A lanciarlo La Parrocchia di Santa Maria degli Angeli e l’Oratorio “Giovanni Paolo II” dell’Unità Pastorale di Santa Maria degli Angeli, Castelnuovo e Tordandrea, con il sostegno della Fondazione Cassa di Risparmio di Perugia
La Parrocchia di Santa Maria degli Angeli e l’Oratorio “Giovanni Paolo II” dell’Unità Pastorale di Santa Maria degli Angeli, Castelnuovo e Tordandrea presenteranno sabato il progetto “Scopri i tuoi talenti” che la Parrocchia si è aggiudicata partecipando ad un bando indetto dalla Fondazione Cassa di Risparmio di Perugia e ne saranno illustrati finalità e metodo.
“Il progetto Scopri i tuoi talenti, aperto a tutti, è pensato in modo particolare per gli adolescenti, perché è a questa età che i giovani possono e devono prendere coscienza di sé e della propria identità. È l’età in cui possono diventare consapevoli dell’enorme eredità storica, culturale, artistica di cui sono beneficiari e che devono imparare a conservare e a sviluppare attraverso i saperi acquisiti a scuola e nelle associazioni e grazie ai talenti che ognuno porta con sé, affinché il nostro territorio continui ad essere fertile alle grandi idee, ad un approccio umanista alla scienza e al progresso, alle filosofie, al bello, all’etica, alla solidarietà, alla morale cristiana, ad una intercultura vera, insomma, un faro per il mondo intero“, si legge nella nota.
La scelta di aderire al progetto è stata presa perché negli ultimi anni Santa Maria degli Angeli ha cnosciuto un forte sviluppo urbanistico ma mancano luoghi di aggregazione per gli adolescenti. Ragionamenti simili per Castelnuovo, “reso quasi un dormitorio dalla mancanza di servizi pubblici, di collegamenti e di alcuni punti commerciali essenziali. La frazione di Tordandrea appare più coesa socialmente, ma è carente di iniziative per la fascia d’età target del progetto; allo stesso modo il territorio di Costano“, continua la parrocchia, che “intende impegnarsi ad intraprendere iniziative per intercettare gli interessi, i bisogni e le aspettative dei preadolescenti e adolescenti del territorio, per incanalarli su strade utili primariamente a se stessi e, a seguire, alla comunità tutta“.

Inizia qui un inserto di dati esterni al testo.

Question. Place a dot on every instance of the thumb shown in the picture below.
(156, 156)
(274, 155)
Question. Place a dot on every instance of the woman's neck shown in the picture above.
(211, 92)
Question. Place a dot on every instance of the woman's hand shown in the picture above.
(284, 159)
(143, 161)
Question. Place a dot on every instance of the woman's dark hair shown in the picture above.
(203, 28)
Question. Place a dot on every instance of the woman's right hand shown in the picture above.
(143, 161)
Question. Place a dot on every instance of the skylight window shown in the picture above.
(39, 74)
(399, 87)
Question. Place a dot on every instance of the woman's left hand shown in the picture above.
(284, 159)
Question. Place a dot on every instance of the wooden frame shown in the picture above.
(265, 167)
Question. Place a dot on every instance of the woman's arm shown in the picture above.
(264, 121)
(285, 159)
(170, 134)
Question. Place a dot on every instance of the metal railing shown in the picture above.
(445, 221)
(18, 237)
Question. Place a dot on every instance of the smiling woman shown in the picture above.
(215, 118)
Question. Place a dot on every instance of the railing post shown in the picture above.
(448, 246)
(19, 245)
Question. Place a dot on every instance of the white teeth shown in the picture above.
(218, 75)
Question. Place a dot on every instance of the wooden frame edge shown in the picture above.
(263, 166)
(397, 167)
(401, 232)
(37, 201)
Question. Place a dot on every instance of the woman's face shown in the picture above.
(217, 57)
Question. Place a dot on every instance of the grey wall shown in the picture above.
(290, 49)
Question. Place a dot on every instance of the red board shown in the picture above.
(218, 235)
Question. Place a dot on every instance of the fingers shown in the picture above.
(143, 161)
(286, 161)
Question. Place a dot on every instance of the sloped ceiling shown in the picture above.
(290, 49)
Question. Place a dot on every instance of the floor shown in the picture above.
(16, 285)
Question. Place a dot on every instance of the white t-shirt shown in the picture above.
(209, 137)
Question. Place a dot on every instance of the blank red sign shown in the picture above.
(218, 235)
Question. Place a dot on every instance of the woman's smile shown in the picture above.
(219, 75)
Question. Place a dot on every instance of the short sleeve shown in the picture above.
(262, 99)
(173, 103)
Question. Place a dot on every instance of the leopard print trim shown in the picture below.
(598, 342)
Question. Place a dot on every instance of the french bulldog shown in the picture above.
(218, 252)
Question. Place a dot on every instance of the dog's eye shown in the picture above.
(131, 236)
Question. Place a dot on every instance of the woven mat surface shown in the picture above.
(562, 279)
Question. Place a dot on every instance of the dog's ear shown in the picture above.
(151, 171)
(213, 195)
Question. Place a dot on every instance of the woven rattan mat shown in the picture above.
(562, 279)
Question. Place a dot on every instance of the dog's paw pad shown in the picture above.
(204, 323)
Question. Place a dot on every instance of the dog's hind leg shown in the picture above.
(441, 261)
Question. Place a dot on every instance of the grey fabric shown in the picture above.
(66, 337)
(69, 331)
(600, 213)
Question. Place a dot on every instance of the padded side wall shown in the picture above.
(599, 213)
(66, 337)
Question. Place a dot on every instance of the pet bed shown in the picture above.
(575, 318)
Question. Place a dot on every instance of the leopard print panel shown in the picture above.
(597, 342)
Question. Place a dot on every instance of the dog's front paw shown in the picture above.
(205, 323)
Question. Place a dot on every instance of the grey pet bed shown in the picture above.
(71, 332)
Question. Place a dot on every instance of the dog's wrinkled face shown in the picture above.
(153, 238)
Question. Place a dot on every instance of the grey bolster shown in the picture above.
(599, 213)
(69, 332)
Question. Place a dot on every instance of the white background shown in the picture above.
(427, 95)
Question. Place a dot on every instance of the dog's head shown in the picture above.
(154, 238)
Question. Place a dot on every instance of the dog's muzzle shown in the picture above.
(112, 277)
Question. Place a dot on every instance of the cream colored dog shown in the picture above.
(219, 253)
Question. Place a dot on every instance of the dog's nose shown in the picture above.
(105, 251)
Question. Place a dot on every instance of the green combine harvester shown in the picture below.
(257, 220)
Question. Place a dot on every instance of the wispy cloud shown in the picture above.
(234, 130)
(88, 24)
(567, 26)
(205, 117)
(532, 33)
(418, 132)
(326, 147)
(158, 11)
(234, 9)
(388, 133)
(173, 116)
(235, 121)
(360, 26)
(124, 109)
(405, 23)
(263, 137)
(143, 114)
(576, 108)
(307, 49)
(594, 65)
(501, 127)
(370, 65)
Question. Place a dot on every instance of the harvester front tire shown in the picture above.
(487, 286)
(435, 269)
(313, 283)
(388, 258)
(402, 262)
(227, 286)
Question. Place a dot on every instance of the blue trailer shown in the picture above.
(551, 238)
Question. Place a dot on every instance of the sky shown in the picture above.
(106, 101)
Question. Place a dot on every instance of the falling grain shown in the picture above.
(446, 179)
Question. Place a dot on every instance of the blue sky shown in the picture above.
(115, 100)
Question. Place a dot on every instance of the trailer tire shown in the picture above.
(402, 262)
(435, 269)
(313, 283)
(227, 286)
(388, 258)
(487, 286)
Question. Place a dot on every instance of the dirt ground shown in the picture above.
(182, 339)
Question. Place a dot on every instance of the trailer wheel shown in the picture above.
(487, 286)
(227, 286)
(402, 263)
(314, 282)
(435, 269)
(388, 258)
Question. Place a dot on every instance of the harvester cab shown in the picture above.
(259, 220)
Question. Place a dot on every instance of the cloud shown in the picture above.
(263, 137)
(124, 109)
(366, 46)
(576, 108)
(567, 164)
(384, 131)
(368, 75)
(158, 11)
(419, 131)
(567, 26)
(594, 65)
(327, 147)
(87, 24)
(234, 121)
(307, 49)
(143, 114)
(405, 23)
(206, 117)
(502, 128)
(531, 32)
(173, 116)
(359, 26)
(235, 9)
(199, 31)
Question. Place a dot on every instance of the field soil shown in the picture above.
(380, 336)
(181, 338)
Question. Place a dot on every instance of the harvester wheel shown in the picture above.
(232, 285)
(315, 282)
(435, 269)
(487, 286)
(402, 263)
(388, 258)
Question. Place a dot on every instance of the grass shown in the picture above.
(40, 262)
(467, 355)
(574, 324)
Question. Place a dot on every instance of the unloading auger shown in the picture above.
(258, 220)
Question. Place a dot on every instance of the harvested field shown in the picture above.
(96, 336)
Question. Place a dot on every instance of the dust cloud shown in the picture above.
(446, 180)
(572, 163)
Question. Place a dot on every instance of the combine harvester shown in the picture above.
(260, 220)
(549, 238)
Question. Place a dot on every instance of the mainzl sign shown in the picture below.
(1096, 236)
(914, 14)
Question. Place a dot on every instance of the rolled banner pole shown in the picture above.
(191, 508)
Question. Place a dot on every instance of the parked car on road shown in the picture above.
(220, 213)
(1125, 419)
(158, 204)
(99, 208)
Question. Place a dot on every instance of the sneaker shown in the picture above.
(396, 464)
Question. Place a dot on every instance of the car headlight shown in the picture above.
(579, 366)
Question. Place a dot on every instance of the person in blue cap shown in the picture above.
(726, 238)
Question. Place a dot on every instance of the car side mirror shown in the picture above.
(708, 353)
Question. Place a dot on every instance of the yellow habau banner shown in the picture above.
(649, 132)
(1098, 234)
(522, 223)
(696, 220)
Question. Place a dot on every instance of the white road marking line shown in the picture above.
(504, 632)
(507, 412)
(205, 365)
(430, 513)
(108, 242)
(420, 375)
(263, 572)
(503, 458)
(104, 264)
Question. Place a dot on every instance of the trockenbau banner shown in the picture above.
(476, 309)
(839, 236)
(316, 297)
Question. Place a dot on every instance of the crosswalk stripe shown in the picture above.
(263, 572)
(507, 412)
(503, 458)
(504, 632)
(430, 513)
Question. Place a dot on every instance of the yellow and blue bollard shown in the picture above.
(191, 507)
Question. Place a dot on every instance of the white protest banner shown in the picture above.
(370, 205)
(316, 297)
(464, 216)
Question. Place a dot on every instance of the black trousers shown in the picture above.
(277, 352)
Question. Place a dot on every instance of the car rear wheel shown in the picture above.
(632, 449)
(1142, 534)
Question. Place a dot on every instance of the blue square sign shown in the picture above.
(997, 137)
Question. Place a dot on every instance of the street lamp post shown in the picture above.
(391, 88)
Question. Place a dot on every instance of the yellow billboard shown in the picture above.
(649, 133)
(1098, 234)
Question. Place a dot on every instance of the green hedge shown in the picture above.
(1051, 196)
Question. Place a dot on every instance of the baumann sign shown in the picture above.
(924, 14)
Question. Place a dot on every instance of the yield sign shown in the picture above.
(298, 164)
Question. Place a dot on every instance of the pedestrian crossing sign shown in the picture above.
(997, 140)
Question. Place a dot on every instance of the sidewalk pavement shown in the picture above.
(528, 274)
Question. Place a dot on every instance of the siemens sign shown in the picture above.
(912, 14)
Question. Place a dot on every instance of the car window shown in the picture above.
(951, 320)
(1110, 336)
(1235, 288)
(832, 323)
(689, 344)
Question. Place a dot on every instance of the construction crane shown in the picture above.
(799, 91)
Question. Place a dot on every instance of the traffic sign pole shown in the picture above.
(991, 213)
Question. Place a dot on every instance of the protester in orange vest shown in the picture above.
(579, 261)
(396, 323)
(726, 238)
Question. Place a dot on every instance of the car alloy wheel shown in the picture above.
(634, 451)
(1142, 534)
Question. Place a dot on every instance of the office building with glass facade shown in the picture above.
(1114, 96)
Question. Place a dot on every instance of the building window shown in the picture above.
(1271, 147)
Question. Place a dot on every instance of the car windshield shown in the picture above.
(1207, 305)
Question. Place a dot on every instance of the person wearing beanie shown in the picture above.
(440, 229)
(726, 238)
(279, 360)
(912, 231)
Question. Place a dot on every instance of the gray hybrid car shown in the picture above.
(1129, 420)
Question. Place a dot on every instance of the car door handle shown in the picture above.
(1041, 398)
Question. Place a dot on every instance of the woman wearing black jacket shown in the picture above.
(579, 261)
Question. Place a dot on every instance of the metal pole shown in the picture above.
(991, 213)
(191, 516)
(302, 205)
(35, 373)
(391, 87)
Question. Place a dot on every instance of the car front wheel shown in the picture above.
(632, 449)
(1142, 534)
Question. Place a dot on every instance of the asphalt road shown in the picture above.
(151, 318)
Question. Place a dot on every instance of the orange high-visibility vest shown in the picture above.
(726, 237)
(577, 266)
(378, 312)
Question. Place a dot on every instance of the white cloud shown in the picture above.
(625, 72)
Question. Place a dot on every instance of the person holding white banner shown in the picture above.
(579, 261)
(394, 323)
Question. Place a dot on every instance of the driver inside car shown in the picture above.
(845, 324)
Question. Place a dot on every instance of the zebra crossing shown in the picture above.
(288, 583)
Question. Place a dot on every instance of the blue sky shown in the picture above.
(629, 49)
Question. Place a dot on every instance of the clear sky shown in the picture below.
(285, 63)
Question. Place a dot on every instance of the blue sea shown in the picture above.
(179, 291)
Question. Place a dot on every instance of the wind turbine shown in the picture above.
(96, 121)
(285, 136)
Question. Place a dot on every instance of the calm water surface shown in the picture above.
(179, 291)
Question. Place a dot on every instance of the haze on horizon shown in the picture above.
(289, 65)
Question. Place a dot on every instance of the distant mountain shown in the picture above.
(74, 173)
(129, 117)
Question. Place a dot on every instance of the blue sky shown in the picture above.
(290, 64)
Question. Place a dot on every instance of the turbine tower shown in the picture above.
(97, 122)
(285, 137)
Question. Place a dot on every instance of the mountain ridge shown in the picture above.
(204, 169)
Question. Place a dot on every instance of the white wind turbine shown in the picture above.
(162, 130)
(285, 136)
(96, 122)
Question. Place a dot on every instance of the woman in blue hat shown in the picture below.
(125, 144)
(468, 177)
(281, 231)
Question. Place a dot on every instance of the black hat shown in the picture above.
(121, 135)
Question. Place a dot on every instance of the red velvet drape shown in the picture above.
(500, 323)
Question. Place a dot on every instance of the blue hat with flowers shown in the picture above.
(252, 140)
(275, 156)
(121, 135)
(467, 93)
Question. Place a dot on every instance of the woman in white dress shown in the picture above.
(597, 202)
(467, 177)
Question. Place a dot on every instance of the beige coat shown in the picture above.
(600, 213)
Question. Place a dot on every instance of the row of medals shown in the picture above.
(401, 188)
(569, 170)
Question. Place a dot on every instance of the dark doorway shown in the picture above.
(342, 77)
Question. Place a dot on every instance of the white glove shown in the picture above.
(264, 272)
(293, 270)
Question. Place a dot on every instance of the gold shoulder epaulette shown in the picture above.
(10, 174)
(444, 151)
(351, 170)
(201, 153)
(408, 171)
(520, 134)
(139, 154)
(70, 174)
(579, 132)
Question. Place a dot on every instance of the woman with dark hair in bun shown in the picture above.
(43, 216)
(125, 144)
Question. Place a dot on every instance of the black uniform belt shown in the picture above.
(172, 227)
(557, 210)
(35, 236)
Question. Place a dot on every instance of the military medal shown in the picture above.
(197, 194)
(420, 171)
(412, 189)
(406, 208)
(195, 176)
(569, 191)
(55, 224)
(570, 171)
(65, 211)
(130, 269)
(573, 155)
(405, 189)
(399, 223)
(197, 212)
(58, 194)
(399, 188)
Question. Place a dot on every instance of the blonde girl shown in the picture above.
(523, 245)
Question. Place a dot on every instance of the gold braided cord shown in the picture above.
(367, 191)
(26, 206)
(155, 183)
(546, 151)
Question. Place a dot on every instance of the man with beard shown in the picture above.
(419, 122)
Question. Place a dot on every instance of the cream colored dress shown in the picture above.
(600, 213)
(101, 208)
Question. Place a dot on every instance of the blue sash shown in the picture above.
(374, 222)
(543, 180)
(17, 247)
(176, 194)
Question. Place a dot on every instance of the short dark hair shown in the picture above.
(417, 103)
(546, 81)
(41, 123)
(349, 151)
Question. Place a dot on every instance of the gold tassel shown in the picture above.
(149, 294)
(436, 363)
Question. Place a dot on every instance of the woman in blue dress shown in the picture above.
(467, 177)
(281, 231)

Il progetto mira ad offrire ai giovani della fascia d’età interessata, alle loro famiglie e a chiunque altro voglia avvicinarsi, un punto di riferimento costante, con spazi per la semplice accoglienza dove i ragazzi possano liberamente incontrarsi, parlare e fare attività programmate. Fra le attività stabili e continue, è previsto l’ampliamento delle ore dedicate al sostegno allo studio, per compensare le carenze esistenti e quelle aggravate dalla DAD; con questa attività intendiamo far comprendere ai giovani che la scuola è il luogo dove si acquisiscono i saperi e che ci sono dei percorsi di aiuto perché tutti giungano almeno all’obiettivo minimo comune. Ci saranno docenti adulti volontari e studenti più capaci che, nello spirito del reciproco aiuto, lavoreranno con gli studenti più deboli. Saranno inoltre organizzate uscite culturali e professionalizzanti.